# Home networking - ftp, ssh, and rsync

## mbreith

I am trying to get my home computers networked and talking to eachother. I already have my desktop working as a router for the laptop. Now I am trying to set the laptop to work as an rsync server and ftp server. I had rsync working earlier, but that was before I was getting a dynamic IP address from the desktop. 

Service programs:

I am using dnsmasq on the desktop for the DHCP and DNS service

I have vsftpd for an ftp server on my laptop and gftp for ftp client on the desktop. 

Both computers have openssh installed, but neither are configured above defaults.

Successes:

I have been able to transfer files to the desktop, but only when I specifically enter the ip address of the laptop. Since this is generated dynamically, that won't work for any permanent basis.

I have been able to use rsync as well, but again only by specifying the ip address of the laptop.

Questions:

What is the syntax and options needed to get dnsmasq to give my laptop a specific ip address every time it connects? I'm not sure this is entirely necessary, but it would work.

Is there a more elegant solution than giving my laptop a specific ip address?

How do I configure ssh on my desktop so that I can ssh into it? This is the least important of the three services though.

----------

## Lori

Do you have this project more for learning purposes or more like for "production" use. Because unless you want to complicate things, you really don't need DHCP for such a small network where you control all connected machines. So you can simply give the laptop a static IP address and use /etc/hosts for basic name resolution. Than you would be able to use ssh with a hostname rather than IP. If you want to ssh into the desktop, you only need to start sshd on it, the default configuration is quite good. You may want to disable root login though.

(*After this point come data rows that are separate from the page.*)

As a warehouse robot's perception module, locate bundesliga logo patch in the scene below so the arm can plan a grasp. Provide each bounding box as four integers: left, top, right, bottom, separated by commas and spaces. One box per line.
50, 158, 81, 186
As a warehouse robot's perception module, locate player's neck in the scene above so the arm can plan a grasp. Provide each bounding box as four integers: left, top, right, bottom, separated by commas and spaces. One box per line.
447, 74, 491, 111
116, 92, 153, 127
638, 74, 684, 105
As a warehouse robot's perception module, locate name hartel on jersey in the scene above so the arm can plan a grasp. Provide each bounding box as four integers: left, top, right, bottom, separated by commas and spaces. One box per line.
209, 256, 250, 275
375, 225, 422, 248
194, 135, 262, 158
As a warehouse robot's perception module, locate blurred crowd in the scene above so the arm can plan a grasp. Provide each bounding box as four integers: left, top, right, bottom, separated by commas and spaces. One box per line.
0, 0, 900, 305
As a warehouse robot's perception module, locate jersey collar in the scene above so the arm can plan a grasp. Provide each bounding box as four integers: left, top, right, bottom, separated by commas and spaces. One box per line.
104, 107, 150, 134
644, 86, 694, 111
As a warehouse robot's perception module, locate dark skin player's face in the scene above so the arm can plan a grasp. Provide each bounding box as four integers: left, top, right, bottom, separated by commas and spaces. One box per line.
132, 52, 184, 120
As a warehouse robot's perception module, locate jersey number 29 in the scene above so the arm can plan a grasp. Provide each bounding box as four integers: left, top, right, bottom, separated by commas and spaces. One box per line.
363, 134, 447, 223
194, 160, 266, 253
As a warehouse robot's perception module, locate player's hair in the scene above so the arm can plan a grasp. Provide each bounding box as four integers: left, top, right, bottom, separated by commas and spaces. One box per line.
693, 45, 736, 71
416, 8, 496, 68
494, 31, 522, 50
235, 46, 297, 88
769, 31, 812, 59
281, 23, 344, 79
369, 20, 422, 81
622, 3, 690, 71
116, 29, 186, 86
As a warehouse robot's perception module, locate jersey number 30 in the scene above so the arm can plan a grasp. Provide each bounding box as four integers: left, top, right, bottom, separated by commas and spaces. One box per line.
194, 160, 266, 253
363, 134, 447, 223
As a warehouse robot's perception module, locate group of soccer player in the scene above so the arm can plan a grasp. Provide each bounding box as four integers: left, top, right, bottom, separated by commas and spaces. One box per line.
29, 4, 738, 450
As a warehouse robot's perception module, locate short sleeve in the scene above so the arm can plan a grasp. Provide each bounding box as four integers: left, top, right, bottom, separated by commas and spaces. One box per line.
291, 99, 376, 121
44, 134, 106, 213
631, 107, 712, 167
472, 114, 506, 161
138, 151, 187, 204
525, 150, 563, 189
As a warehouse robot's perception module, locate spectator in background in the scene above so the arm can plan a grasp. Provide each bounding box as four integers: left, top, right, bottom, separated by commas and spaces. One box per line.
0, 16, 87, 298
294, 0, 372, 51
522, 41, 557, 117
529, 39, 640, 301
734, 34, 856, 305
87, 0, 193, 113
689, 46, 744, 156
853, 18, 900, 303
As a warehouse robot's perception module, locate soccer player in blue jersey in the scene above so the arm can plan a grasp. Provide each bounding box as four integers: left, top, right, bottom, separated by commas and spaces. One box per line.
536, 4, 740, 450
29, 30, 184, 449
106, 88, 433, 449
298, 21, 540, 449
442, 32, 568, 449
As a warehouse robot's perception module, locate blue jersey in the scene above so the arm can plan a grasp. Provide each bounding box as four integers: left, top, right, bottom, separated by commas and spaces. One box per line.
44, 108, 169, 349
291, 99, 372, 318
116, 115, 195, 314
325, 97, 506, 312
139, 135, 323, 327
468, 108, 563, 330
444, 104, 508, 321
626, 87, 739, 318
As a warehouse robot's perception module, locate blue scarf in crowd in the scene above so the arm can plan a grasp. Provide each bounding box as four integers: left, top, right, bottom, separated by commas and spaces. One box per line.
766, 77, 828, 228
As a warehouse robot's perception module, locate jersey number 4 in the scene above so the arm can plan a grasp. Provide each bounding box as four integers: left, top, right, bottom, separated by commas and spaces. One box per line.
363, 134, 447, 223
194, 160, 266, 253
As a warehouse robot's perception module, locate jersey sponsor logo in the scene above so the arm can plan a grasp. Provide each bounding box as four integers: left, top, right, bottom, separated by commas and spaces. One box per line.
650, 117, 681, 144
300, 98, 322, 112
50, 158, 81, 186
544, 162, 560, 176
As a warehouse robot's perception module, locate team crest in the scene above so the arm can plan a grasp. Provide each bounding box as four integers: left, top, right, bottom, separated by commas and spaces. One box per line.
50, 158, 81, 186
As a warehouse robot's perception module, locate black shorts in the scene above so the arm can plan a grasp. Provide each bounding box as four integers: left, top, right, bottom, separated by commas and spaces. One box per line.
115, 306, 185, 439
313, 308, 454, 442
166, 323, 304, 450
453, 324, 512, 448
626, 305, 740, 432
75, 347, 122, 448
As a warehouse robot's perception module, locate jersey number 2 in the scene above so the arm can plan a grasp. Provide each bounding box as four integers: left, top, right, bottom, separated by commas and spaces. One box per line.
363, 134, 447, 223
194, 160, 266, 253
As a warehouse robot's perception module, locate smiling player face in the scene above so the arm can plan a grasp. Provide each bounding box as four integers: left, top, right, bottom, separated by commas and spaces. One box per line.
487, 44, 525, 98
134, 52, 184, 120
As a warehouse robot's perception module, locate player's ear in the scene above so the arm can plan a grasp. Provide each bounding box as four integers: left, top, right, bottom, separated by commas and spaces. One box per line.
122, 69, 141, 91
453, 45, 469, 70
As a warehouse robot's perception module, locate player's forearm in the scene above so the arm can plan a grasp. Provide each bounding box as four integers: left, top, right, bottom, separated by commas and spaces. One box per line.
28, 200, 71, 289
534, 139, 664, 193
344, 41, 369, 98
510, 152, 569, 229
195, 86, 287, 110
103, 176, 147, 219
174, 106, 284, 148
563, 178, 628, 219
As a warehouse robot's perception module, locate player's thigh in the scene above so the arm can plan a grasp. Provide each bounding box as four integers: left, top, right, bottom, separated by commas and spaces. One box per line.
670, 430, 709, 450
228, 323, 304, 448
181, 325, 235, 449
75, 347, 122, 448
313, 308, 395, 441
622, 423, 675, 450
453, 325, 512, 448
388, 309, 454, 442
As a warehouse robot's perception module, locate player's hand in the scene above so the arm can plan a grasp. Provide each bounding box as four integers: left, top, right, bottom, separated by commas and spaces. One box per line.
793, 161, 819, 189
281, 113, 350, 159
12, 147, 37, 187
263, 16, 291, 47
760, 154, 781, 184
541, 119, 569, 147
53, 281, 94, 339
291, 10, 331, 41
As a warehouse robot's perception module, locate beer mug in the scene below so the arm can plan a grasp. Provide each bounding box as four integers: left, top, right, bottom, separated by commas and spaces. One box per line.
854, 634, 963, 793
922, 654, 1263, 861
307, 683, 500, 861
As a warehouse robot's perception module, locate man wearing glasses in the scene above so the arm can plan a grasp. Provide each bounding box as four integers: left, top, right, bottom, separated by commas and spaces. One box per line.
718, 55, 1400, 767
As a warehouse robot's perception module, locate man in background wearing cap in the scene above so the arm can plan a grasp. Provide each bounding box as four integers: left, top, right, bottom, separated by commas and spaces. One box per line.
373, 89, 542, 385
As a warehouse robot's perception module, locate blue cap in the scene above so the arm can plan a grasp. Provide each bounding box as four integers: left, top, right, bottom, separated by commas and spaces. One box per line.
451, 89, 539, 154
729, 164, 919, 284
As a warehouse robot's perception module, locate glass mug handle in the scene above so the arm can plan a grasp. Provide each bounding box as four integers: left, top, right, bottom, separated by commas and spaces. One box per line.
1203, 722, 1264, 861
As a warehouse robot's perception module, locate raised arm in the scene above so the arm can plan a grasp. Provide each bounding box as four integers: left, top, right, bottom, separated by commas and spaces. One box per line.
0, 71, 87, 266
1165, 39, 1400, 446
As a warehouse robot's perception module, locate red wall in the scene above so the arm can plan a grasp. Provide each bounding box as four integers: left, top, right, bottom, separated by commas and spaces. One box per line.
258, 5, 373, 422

If, however, you are trying to learn stuff and complicating things on purpose (I saw you using the expression "elegant solution") it's a whole different ball game...

----------

## mbreith

When it comes down to it, I want it to work. I am currently using dnsmasq because it is what made the home router work. In a previous house with a different internet setup I had a static IP address for my computer and just used dhcpd. It didn't work this time though so I changed to dnsmasq and the dynamic ip address for my computer.

I would like to learn the best way to do this. Eventually I may be in charge of production servers, but I am not right now. On the other hand, in a production environment I would only really have one server doing all the work instead of having two computers each trying to be servers for different services. 

I was somewhat able to get ssh to work. When I tried logging into my desktop by hostname, it said that the "name or service not known." When I try by ip address, it worked.

----------

## Chris W

On my network when DNSMasq allocates an IP to a machine it enters the host name provided in the DHCP request into its list of known names.  Hence, when my MythTV box fires up with the name kepler I can ping kepler from other machines.  This only works if the machines are using the DNSMasq machine as their DNS server (the default behaviour typically).

----------

## mbreith

That's how I though it was supposed to work, but when I replaced the static ip address with the hostname of the laptop, I couldn't get it to do the rsync that was working earlier with the static ip. It also doesn't work the other direction either. When I try to use the hostname of my desktop, my laptop cannot connect to it. It does work with the static ip address of the desktop though.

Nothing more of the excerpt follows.